Bright Spots: Building a Network of Change in Honduras

August 7, 2018

Rare is connecting its Fish Forever approach to the Mesoamerican Reef, where we will support locally-led initiatives to protect the reef system, improve livelihoods for fishers and their communities, and catalyze grassroots efforts from across the region into a movement of community-based, sustainable fisheries management. Rare partnered with the Summit Foundation to identify and share “Bright Spots,” stories of the local leaders and their communities whose inspiring efforts to change community behavior offer real hope for this global biodiversity hotspot and the people that depend on it.

 

 

Each Honduran coastal community holds a special piece of the Mesoamerican Reef, says Spurgeon Miller, the mayor of Guanaja, Honduras, a community in the Bay Islands off the country’s Caribbean coast. Trujillo has one of the largest species of sea star, and in Utila, you’ll find the whale sharks. The creatures, the ecosystems, the people, and the fishing livelihoods of each coastal community are linked, to one another and to those of communities in Mexico, Guatemala and Belize, which join with Honduras to form the wider reef system. But their connection inflates their problems, including coastal overfishing: when members of one community move to fish unsustainably somewhere on the reef, another will feel the impact.

That’s why coastal communities need to work together to achieve sustainable fishing, says Miller. “We can do all the efforts we want in Guanaja, but if next door in Roatan, they’re overfishing or exploiting the natural resources, we’ll have very little impact on the whole system, because we’re part of the Mesoamerican Reef,” he says. “It’s important for all of the coastal parts of Honduras to put protected areas in.” As mayor of Guanaja, Spurgeon Miller has always believed in the power of teamwork to drive conservation.

When Miller became mayor of Guanaja, he found the area’s fisheries in bad condition. “There was no fish, no lobster, no conch,” he says. Fishers struggled. “They were going out and not catching enough to cover their expenses,” says Miller. “It was time to put in a plan to actually protect certain areas so they can reproduce.” Mayor Miller and a group of Guanaja fishers came together to create a protected area on their coast.

To Miller, fisheries management solutions like the protected area are only effective with insight and participation from local fishers. “The most important thing is to have a conversation with the local fishermen,” he says. “Don’t enforce a mechanism. Get with them and actually see what works, what doesn’t work, and then work with them together as a team. As a politician or a public figure, we’re not fishing every day, the local fisherman does. He can tell you exactly what areas need protecting, which one’s more vulnerable for overfishing, and which one we need to patrol more.”

 

The most important thing is to have a conversation with the local fishermen. Don’t enforce a mechanism. Get with them and actually see what works, what doesn’t work, and then work with them together as a team.” Spurgeon Miller, Mayor of Guanaja, Honduras

 

In March, Mayor Miller joined 15 other Honduran mayors in committing to establish a network of marine reserves on the Honduran coast. Their declaration is the first of its kind in the region. “We come back to the teamwork,” says Miller of the network approach. “All 16 mayors came together, we signed an agreement that we’ll start moving forward and putting in protected areas, working with the fishermen, having sustainable fisheries, and actually taking care of the environment.”

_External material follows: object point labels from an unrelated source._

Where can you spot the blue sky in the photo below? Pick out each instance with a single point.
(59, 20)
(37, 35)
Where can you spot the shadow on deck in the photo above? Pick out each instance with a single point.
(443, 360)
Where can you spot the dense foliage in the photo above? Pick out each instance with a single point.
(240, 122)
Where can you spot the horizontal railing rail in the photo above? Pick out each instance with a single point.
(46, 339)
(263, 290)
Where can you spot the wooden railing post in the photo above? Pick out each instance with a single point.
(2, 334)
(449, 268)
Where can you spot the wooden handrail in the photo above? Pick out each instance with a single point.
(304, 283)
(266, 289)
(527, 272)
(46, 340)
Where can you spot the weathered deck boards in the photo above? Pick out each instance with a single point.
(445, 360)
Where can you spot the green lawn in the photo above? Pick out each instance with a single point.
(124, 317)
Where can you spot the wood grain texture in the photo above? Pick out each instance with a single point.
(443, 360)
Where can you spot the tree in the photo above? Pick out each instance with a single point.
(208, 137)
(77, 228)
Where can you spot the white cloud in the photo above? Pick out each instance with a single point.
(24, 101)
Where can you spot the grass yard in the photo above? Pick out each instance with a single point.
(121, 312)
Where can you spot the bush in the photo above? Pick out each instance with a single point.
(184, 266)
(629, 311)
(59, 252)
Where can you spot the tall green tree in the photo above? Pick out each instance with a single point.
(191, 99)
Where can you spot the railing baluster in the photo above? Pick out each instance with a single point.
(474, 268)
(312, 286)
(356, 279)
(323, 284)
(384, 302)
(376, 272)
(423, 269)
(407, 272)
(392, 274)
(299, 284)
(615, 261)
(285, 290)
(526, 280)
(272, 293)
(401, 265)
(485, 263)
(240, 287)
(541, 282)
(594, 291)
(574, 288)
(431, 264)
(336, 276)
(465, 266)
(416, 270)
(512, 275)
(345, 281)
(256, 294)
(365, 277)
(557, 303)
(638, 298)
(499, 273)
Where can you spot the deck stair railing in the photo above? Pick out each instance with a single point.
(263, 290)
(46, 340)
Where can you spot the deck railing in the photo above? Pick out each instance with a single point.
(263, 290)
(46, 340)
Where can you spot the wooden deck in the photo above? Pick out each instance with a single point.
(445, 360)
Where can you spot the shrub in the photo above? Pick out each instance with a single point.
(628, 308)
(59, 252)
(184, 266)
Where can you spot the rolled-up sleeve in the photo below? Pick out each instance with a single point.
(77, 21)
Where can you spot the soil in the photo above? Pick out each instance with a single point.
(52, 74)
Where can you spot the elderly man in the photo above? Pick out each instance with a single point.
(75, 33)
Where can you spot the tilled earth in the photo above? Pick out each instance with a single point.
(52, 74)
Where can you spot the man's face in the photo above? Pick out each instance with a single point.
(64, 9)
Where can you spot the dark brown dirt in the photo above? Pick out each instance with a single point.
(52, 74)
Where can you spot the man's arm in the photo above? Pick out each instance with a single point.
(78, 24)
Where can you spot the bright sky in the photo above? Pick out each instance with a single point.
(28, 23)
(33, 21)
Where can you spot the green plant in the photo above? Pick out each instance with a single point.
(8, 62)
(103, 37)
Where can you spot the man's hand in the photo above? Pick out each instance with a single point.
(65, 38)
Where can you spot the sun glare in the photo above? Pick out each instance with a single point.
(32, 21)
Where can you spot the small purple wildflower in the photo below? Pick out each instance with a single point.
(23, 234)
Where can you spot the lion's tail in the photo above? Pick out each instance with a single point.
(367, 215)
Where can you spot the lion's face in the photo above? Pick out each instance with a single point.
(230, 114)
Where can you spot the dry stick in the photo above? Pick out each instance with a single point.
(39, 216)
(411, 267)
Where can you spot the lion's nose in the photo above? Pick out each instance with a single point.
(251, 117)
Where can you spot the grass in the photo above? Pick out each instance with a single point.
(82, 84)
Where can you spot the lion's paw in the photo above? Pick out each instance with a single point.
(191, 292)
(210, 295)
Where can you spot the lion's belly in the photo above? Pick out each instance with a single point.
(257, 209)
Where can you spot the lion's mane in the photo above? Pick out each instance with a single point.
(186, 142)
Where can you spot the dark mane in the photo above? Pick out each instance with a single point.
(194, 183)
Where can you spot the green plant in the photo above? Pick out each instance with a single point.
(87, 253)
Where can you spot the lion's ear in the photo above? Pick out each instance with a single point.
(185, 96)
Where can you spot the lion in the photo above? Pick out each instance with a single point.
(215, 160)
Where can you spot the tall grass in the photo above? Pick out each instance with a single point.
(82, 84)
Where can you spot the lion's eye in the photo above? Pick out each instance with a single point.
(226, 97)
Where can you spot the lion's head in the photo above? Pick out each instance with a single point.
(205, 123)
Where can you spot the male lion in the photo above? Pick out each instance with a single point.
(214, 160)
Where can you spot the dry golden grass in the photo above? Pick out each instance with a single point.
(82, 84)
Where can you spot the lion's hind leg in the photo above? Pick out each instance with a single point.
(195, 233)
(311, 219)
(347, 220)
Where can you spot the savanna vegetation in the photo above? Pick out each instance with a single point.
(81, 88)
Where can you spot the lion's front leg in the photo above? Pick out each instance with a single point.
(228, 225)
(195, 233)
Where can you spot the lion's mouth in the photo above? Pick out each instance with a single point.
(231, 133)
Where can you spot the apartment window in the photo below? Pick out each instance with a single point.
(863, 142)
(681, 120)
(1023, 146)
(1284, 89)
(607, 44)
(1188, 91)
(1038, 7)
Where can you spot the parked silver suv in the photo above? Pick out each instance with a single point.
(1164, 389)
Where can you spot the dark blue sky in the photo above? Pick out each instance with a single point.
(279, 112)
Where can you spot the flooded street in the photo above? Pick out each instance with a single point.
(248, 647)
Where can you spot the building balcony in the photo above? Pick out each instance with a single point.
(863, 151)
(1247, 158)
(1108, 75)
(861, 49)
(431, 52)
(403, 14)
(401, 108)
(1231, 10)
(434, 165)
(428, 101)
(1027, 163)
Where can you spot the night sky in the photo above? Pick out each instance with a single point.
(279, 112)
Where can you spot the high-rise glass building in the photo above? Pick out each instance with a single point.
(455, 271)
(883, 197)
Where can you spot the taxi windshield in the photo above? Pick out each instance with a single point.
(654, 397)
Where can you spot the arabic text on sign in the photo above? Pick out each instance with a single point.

Teamwork can power change for coastal fishing in the Mesoamerican Reef, when solutions engage different local organizations, fisher associations, and governments — as well as the bold individuals driving conservation movements at local and national levels, like Mayor Miller and his fellow mayors in Honduras. Rare plans to work with the full range of stakeholders, sharing Miller’s ambition to catalyze conservation at scale. “It doesn’t work if you keep it just on this island,” he says of recent efforts in Guanaja. “Everything we do here on the island — is to duplicate it everywhere in the world.”